Typisch Gesundheitswesen: Gefühlte und reale Preise
Bei den Preismodellen wurde eingangs das »follow the free« Prinzip beschrieben: ein Teil des Angebots wird verschenkt. Dieser Teil ist allerdings nicht alleine für sich nutzbar. Dennoch eliminiert er eine entscheidende Einstiegshürde. Der Konsument ist involviert, eine Erwartungshaltung erzeugt und die Schwelle zum Kauf entsprechend niedrig. Lässt sich dies in den Bereich der Gesundheitswirtschaft übertragen? Warum nicht innovative technische Hilfsmittel »kostenlos« verteilen und diese Kosten dann über monatliche Gebühren für Dienstleistungen wieder refinanzieren? Kostenloser Verleih von NordicWalking Stöcken bei mindestens einmal wöchentlicher Teilnahme an der Walking Gruppe. Monatsgebühr 19,95 EUR? Oder umgekehrt: kostenloser web-basierter Service (Gesundheitsportal mit Dokumentation, Tipps & Tricks, Community), finanziert durch den Verkauf von elektronischen Geräten sowie Werbeeinblendungen bei einmaligen Kosten von 29,99 EUR? Diese Beispiele finden sich in dieser bzw. ähnlicher Form bereits am Markt. Welche kommen als nächstes?
Preismodelle, die mit Premium-Angeboten und/oder Flatrates arbeiten, machen sich psychologische Phänomene zu nutze. Wer will schon »Standard«, wenn er für »nur« 4,99 EUR mehr »Premium« bekommt? Kühle Rechner entscheiden anhand der reinen Zahlen und wahrscheinlichem Nutzungsverhalten. Aber bei Premium entscheidet nicht (nur) die Ratio sondern die Emotion. Diese ist es auch, die uns vor Pauschalen zurückschrecken lässt, Flatrates aber zu wahren Magneten macht.

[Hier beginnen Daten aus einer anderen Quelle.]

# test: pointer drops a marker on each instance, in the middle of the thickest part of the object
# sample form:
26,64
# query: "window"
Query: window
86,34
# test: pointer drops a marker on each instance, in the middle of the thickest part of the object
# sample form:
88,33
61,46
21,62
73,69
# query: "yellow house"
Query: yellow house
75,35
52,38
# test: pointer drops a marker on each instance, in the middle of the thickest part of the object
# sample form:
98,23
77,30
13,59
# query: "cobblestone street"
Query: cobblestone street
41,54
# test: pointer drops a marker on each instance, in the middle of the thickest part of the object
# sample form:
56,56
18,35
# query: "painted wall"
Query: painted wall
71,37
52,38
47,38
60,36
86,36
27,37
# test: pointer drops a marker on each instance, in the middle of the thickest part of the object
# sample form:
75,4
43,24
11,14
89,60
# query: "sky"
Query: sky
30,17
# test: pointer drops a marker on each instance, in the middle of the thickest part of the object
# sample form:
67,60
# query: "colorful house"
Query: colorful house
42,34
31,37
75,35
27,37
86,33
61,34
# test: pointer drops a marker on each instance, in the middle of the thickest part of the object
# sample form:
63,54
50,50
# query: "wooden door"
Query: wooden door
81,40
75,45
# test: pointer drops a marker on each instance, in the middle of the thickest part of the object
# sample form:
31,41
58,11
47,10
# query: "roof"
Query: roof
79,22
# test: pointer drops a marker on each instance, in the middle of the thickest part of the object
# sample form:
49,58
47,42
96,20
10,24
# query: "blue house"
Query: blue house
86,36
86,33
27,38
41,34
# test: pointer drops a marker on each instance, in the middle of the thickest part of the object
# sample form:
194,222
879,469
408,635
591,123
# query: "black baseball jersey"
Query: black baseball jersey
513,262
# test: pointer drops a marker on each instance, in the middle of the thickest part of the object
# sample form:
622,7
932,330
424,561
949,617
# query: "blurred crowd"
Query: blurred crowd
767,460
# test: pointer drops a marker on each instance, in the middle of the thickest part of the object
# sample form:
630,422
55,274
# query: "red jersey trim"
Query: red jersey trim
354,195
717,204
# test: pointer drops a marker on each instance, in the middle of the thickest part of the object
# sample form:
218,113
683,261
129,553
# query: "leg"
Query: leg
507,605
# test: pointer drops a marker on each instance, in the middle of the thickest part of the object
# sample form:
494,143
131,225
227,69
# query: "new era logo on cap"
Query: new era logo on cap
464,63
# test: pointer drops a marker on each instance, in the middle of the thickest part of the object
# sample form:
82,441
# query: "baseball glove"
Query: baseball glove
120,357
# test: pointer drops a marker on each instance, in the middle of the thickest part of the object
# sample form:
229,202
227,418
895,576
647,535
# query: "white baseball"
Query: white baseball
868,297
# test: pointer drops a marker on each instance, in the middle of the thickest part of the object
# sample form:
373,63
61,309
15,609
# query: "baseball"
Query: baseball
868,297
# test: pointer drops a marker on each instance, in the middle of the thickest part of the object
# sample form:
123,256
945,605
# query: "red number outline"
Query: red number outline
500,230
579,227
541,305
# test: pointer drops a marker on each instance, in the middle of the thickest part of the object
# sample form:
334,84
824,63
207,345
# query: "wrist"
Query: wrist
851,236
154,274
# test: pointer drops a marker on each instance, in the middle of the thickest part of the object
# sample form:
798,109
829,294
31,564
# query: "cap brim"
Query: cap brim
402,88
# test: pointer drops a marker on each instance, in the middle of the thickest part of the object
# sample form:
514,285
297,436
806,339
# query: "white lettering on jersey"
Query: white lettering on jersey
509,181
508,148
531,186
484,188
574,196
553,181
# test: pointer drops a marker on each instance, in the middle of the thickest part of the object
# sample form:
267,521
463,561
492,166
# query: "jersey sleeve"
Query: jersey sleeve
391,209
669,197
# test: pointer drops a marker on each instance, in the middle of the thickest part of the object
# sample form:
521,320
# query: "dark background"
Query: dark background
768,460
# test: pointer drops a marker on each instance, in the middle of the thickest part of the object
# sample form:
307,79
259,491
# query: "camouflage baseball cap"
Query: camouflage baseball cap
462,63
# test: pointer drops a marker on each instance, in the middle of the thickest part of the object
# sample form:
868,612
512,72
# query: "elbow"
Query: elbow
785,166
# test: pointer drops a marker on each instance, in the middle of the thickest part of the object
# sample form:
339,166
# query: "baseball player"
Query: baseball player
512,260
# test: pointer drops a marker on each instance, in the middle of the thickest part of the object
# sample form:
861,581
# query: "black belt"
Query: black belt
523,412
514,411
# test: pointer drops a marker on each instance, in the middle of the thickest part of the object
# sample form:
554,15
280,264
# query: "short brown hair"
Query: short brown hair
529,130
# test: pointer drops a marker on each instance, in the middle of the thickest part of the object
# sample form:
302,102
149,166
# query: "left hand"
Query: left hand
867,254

Warum ein gutes Produkt nicht automatisch erfolgreich ist
Wer sich auf reine Magie verlässt (»irgendwer kauft meine Angebote bestimmt«) wird im Gesundheitswesen sicher nicht den Erfolg haben, den derjenige erzielt, der strukturiert sein Geschäftsmodell entwickelt. Die offensichtlichsten Gestaltungsmöglichkeiten ergeben sich beim Preis, bei der Wahl des Kundensegments und beim Angebot/Nutzenversprechen selbst. Welche Player sich auf diesem Feld in Zukunft tummeln werden, bleibt abzuwarten. Allerdings: die (scheinbar) etablierten Anbieter müssen sich von ambitionierten »Quereinsteigern« wie bspw. Google oder Microsoft in Acht nehmen.